だがここへ来て、80年代を堂々と肯定してみせるアーティストが出てきはじめているのは、非常に面白い。何のてらいもなく「DEF LEPPARD大好き!」などと言えるのは、90年代以降のアーティストにはありえなかったことだ。やはり時代は巡るということか。
そしてこのアルバムには、もう一つ明快な特長がある。それは「90年代(=グランジ)の影響を奇跡的に免れている」という点だ。
たとえば、いま彼らとひとくくりにされて語られることの多いNICKELBACKやBLACK STONE CHERRYやSHINEDOWNあたりのアメリカン・ヘヴィ・ロック勢には、80年代アリーナ・ロックの影響とともに、明らかにグランジ/オルタナティヴの重さが宿っている。だがCINDER ROADの場合、その手の重さが感じられるのは1stシングルの“Get In Get Out”くらいなもので、基本的に重さや憂鬱さといったものからきれいさっぱり解放されている。どちらが良い悪いという問題ではないが、これは結構珍しいことのように思う。

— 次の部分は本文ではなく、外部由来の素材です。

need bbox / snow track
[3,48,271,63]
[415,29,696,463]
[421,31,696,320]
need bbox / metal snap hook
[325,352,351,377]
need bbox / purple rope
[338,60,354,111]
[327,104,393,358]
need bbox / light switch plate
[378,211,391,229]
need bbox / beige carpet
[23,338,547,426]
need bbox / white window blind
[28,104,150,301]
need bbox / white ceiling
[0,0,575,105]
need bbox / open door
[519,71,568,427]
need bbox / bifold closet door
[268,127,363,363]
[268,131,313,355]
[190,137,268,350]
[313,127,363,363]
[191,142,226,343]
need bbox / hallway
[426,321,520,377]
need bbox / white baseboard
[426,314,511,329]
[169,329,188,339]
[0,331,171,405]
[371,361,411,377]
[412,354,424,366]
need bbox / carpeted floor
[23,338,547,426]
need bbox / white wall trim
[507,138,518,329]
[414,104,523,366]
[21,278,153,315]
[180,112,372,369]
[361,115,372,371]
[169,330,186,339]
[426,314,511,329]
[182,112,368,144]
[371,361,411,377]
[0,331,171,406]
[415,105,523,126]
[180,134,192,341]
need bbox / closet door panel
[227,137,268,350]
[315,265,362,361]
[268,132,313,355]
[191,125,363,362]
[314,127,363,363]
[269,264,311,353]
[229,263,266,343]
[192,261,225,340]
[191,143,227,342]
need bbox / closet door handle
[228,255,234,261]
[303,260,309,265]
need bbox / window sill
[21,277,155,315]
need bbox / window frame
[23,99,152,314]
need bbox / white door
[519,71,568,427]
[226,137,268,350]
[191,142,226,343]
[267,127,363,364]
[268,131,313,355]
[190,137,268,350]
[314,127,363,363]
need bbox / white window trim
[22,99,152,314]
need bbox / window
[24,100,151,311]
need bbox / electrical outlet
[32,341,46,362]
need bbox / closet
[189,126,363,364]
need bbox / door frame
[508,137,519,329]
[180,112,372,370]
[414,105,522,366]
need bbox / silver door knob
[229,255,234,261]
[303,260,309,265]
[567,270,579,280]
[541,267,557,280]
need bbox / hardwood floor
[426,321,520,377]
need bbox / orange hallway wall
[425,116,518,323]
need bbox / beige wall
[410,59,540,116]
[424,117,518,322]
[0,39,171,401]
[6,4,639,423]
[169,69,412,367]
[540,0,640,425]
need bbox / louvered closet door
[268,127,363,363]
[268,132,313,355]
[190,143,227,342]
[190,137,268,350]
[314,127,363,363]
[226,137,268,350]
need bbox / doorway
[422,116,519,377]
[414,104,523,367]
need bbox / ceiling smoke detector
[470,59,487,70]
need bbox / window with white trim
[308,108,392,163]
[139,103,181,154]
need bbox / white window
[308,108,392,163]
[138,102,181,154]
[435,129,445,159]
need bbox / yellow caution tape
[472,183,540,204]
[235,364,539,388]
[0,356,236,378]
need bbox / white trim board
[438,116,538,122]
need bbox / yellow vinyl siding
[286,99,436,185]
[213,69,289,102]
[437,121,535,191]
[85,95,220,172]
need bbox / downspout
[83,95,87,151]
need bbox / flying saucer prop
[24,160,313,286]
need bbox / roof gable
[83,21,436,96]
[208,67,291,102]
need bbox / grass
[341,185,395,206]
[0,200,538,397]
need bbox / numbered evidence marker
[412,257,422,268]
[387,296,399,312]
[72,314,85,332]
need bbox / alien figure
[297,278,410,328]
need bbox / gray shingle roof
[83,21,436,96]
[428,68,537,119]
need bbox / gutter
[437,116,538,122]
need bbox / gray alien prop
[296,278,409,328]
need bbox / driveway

しかしだからといって、80年代ヘアメタル的享楽感に満ちあふれているかというと、実はそういうわけでもない。むしろメロディは柔らかな憂いを帯びていて、バラード系の落ち着いた曲も多く、感触としてはENUFF Z'NUFFにもっとも近い。あるいはGOO GOO DOLLS、NEVE、THIRD EYE BLINDあたりの、よりポピュラーなアメリカン・ロックにも隣接している。ところでENUFF Z'NUFFはともかく、上記3バンドがことごとく日本のHRファンから無視されていたのは未だに信じがたいが、いずれも日本人好みの素晴らしいハード・ロックを鳴らしているので、CINDER ROADが気に入った人はぜひ聴いてみてほしい。
これは文句なしにメロディ愛好者必聴の名盤である。